Procter & Gamble, Microsoft and Mondelez are the first advertisers to back the platform and others are expected in the coming weeks.
Programmes based on other Condé Nast brands including Vanity Fair and Vogue will roll out every quarter, while additional GQ and Glamour branded shows are also planned.
The publisher’s entertainment division is leading the video drive which comes a year after it hired two senior executives to help develop film and TV projects.
Dawn Ostroff, president of Conde Nast Entertainment, says: “Consumers will now be able to view and share authentic Condé Nast video series across all platforms, in easily-accessible ways.
The video platform is the latest step in the publisher’s charge towards building multi-channel strategies across its brand portfolio as print circulations across the industry continue to decline. Last year it launched a fashion school under its British Vogue title and also set up a technology consultancy via its Wired brand.
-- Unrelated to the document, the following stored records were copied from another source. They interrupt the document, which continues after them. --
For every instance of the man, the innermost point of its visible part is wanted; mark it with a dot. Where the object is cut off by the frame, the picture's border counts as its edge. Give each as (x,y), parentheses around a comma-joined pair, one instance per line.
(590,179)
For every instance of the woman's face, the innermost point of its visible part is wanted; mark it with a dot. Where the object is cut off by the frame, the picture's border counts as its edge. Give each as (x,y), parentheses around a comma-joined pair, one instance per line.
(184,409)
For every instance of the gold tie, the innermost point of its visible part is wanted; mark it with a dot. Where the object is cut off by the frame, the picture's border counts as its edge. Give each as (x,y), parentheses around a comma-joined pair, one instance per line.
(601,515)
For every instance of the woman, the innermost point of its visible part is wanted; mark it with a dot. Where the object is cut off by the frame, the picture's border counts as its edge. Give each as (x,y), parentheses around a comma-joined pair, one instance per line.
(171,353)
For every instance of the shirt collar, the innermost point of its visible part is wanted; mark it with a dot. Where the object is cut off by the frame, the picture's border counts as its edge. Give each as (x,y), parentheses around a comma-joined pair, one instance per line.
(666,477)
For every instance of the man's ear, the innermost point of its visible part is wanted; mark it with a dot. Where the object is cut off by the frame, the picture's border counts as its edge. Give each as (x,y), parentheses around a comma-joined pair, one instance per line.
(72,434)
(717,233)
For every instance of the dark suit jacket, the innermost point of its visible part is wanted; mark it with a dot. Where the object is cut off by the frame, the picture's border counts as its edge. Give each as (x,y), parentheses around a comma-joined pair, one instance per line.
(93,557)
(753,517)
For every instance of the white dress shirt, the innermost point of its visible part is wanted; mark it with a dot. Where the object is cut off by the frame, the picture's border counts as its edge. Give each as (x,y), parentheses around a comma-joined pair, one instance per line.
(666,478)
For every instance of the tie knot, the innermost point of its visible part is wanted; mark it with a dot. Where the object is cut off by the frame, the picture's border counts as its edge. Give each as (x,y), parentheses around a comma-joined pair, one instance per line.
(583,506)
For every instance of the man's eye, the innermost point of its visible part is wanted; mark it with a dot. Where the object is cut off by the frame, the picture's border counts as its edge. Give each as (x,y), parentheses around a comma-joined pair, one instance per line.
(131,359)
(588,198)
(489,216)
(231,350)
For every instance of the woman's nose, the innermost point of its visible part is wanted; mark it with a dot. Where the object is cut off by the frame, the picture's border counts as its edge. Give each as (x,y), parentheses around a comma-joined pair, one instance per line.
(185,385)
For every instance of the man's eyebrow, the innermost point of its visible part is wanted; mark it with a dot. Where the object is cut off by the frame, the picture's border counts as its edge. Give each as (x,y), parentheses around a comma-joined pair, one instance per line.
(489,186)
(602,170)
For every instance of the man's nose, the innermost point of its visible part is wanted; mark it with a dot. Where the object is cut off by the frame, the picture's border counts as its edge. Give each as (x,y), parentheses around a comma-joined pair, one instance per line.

Ostroff adds: “With the launch of our digital network, featuring programming inspired by the exceptional Condé Nast brands, we are creating more ways for our unparallelled audience of influencers and trendsetters to experience their favourite content.”
Rival publishers are also pursuing similar opportunities around online video as they look to offset declining print revenues. Hearst launched YouTube channels for its women’s titles and auto focused brands last year, while Playboy launched a drama series in 2011 called the Playboy Club.